Trump impuso el arancel temporal del 10% en febrero poco después de que la Corte Suprema anulara la gran mayoría de sus aranceles generales.
El Tribunal de Comercio Internacional de Estados Unidos (CIT, por sus siglas en inglés) había bloqueado el 7 de mayo la aplicación del nuevo arancel a petición de dos empresas y el estado de Washington.
Esa decisión debía entrar en vigor el martes.
El Tribunal de Apelaciones del Circuito Federal de Estados Unidos emitió el martes una breve orden incluyendo una suspensión administrativa de la orden del CIT y un calendario para que ambas partes presenten sus alegatos sobre el asunto.
En su moción, el gobierno de Trump sostuvo que la decisión del CIT debía quedar en suspenso mientras no se agoten todos los recursos de apelación del gobierno, hasta la Corte Suprema, si fuera necesario.
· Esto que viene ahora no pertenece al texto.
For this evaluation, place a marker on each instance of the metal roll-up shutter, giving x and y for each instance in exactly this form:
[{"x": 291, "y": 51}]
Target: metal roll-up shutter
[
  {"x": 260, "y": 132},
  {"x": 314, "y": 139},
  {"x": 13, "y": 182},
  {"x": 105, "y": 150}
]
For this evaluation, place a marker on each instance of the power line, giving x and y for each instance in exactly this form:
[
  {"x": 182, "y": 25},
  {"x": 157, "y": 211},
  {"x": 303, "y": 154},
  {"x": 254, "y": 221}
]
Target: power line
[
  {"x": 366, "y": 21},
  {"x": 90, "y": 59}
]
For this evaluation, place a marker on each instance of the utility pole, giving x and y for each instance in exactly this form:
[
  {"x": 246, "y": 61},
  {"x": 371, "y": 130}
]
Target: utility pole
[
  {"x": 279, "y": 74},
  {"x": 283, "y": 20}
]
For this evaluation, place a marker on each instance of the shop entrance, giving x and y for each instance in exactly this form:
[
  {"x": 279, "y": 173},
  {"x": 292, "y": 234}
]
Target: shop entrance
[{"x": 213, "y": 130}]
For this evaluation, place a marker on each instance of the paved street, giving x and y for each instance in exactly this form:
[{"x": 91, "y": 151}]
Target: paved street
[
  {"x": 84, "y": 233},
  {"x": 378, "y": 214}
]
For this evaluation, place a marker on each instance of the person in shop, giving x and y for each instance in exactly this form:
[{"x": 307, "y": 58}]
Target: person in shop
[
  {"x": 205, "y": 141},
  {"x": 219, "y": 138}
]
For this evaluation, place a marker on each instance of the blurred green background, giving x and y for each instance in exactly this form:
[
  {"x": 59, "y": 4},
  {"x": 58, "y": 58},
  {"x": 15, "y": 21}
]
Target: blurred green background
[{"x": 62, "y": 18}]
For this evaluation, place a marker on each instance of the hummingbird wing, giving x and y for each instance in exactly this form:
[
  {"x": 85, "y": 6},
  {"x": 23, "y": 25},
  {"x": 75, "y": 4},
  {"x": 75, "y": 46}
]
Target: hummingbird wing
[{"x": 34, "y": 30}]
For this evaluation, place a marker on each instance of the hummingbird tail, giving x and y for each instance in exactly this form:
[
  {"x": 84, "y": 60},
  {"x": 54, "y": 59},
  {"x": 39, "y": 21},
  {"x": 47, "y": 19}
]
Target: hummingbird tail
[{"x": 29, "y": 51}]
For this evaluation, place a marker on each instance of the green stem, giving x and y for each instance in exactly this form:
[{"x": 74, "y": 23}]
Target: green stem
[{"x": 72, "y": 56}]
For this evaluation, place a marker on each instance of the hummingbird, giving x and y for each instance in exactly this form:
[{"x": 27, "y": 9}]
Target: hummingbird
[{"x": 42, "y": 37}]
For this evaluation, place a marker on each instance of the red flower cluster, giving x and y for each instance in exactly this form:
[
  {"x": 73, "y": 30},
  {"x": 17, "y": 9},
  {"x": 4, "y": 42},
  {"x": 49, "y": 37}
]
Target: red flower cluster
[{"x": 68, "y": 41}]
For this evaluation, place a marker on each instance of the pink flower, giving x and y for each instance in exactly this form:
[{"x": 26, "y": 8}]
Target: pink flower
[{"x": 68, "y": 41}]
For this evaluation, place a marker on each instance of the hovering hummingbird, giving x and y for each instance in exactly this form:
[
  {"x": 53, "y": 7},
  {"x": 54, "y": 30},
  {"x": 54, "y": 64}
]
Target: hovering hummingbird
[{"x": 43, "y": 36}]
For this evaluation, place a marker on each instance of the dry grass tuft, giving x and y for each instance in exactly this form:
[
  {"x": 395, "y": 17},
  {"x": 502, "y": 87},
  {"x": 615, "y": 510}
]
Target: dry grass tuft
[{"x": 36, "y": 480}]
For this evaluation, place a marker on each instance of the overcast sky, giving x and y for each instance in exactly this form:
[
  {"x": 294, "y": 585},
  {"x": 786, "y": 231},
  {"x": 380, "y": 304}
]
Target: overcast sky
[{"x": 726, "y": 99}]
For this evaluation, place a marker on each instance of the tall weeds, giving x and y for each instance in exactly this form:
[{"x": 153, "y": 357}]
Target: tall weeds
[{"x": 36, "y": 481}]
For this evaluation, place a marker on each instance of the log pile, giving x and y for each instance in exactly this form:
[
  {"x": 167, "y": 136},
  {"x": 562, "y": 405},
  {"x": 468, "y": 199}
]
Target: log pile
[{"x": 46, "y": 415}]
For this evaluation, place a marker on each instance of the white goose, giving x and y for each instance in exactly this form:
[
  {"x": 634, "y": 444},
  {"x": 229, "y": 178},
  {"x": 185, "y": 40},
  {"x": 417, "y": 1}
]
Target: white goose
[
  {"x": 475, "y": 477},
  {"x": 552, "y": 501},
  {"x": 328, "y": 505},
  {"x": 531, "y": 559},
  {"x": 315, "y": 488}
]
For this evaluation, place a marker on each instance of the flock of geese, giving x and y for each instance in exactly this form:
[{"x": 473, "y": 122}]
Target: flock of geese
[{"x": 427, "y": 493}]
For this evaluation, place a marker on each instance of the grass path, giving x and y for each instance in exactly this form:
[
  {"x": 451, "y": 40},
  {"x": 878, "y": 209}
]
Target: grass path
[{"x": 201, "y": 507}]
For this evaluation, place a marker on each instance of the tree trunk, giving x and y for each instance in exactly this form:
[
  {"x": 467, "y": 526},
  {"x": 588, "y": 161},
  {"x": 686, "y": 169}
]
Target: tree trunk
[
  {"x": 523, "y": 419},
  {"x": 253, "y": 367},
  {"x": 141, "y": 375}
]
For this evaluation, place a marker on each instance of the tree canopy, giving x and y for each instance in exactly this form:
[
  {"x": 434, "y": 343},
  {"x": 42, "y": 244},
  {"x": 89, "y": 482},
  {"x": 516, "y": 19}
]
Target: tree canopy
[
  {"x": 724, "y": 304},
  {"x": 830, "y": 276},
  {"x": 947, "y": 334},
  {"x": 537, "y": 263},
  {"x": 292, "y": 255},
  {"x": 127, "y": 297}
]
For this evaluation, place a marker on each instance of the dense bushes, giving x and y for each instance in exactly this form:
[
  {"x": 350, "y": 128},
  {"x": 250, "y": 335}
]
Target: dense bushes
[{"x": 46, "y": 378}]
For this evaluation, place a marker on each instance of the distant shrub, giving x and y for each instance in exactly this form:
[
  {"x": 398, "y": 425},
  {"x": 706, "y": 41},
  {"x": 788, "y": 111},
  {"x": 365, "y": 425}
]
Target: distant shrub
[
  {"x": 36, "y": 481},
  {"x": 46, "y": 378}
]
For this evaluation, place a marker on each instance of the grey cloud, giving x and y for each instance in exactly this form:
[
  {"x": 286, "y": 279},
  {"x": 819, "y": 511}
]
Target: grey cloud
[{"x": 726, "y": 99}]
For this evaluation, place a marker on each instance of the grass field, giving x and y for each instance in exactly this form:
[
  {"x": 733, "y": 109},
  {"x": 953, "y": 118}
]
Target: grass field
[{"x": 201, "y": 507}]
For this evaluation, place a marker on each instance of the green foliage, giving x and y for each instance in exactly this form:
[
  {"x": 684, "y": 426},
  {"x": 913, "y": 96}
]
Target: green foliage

Argumentó que, si emitía reembolsos del arancel global del 10% y luego una instancia de apelación confirmaba su posición, no podría obtener un resarcimiento económico.
"Los demandantes, por el contrario, pueden ser resarcidos íntegramente mediante reembolsos, incluidos los intereses, si los aranceles finalmente se consideran ilegales y reembolsables", arguyó el gobierno.
El tribunal, sin embargo, solo concedió una suspensión administrativa durante el período en que estudia las mociones de suspensión, mientras dura la apelación.